International Women’s Day: Fashion designer Nurita Harith on the essential skills to be a great leader
Nurita Harith is no doubt one of the most prominent faces in the local fashion industry. Having shown her first collection at KLFW back in 2006, her work has always been the epitome of femininity, amped with a hint of masculinity. Fast forward 14 years, the petite designer has proven that she's one of the names to note not only when it comes to ready-to-wear collections, but bespoke designs as well. In recent years, she's particularly thriving in the bridalwear segment. In conjunction with International Women's Day this year, we got in touch with Nurita to get her stand on feminism, and her wishes for the future of fashion.
What does International Women's Day mean to you?
It's a day for us to highlight and hopefully take notice of how women are now just as influential and have the ability to be just as aggressive in career and in life.
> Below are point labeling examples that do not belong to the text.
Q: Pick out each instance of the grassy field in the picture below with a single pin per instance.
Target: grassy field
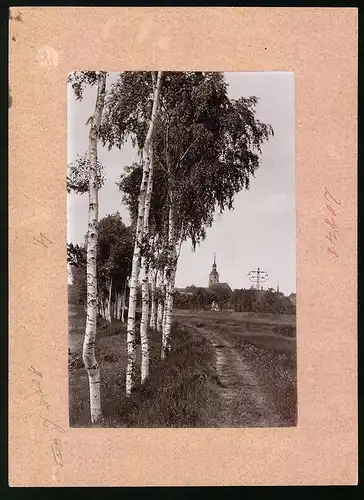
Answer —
(268, 343)
(183, 391)
(180, 391)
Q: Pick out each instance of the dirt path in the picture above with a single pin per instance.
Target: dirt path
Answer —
(246, 400)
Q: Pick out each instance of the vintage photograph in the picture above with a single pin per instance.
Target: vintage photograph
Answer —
(181, 249)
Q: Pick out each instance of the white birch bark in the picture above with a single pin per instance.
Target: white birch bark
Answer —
(170, 281)
(144, 340)
(131, 366)
(123, 305)
(153, 300)
(118, 306)
(109, 303)
(89, 358)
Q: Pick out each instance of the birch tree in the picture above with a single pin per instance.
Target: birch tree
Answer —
(78, 80)
(206, 148)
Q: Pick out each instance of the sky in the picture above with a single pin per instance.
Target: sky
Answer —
(259, 232)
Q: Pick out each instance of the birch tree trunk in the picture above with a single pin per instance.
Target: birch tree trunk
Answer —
(153, 309)
(170, 280)
(144, 340)
(108, 310)
(89, 359)
(118, 306)
(123, 305)
(131, 366)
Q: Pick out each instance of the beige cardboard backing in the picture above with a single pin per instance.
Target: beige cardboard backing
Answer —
(320, 46)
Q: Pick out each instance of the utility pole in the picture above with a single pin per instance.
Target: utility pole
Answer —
(259, 276)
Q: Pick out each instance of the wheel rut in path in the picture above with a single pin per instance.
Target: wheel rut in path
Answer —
(246, 401)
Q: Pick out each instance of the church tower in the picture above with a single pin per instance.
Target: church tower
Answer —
(214, 275)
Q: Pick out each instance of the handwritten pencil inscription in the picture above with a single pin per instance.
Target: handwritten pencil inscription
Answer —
(51, 425)
(333, 228)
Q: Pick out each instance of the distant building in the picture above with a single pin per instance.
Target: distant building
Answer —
(213, 283)
(292, 298)
(214, 275)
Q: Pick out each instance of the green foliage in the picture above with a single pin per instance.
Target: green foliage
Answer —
(205, 146)
(77, 290)
(115, 251)
(78, 175)
(80, 79)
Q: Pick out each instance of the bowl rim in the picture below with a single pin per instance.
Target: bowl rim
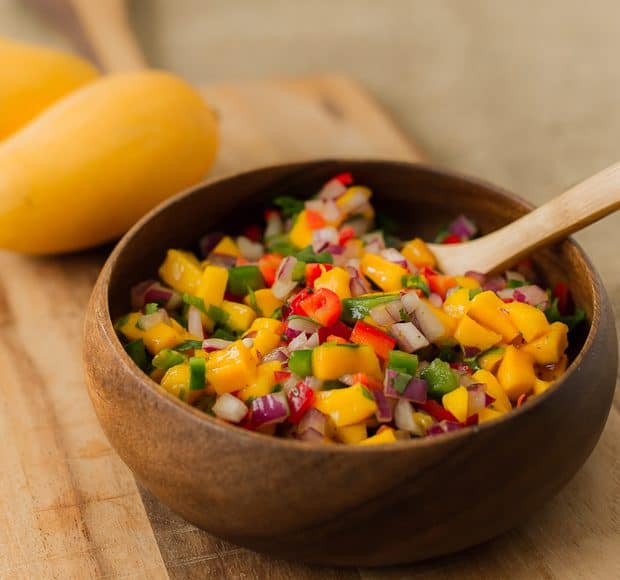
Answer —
(190, 413)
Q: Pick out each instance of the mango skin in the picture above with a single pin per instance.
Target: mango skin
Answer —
(92, 164)
(32, 78)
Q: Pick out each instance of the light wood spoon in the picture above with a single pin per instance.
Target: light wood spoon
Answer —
(574, 209)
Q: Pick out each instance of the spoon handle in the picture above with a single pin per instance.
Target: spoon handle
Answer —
(576, 208)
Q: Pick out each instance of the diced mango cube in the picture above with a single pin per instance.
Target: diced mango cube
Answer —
(129, 329)
(488, 414)
(264, 382)
(457, 303)
(492, 386)
(181, 270)
(352, 434)
(176, 381)
(541, 386)
(456, 402)
(227, 246)
(263, 323)
(550, 347)
(490, 311)
(386, 435)
(264, 342)
(530, 321)
(332, 360)
(231, 369)
(337, 280)
(516, 373)
(385, 274)
(161, 336)
(470, 333)
(301, 234)
(417, 252)
(489, 361)
(266, 302)
(240, 316)
(346, 406)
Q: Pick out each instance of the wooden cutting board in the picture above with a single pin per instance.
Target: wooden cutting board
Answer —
(71, 508)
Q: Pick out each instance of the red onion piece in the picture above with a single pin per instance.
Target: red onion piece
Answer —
(194, 322)
(410, 300)
(269, 409)
(313, 419)
(147, 321)
(230, 408)
(303, 325)
(385, 407)
(208, 242)
(284, 283)
(408, 336)
(463, 227)
(310, 435)
(533, 295)
(403, 418)
(223, 260)
(212, 344)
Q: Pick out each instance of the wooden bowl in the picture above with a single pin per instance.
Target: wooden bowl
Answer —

Who is your biggest female influence when it comes to fashion?
I don't have anyone in specific. Generally, I look up to every female that is charismatic about being in control of their life, especially when it comes to building their career and not giving up.
What do you think is the biggest issue women face today, in fashion, and in the workforce in general?
Many would think women tend to be too emotional in decision-making, but there's nothing wrong with that. We have more empathy but with more experience, we will grow and have the ability to be fair and strong-minded.
Maria Grazia Chiuri and Clare Waight Keller are both the first woman to lead Dior and Givenchy in 69 and 66 years respectively. What are your thoughts about that?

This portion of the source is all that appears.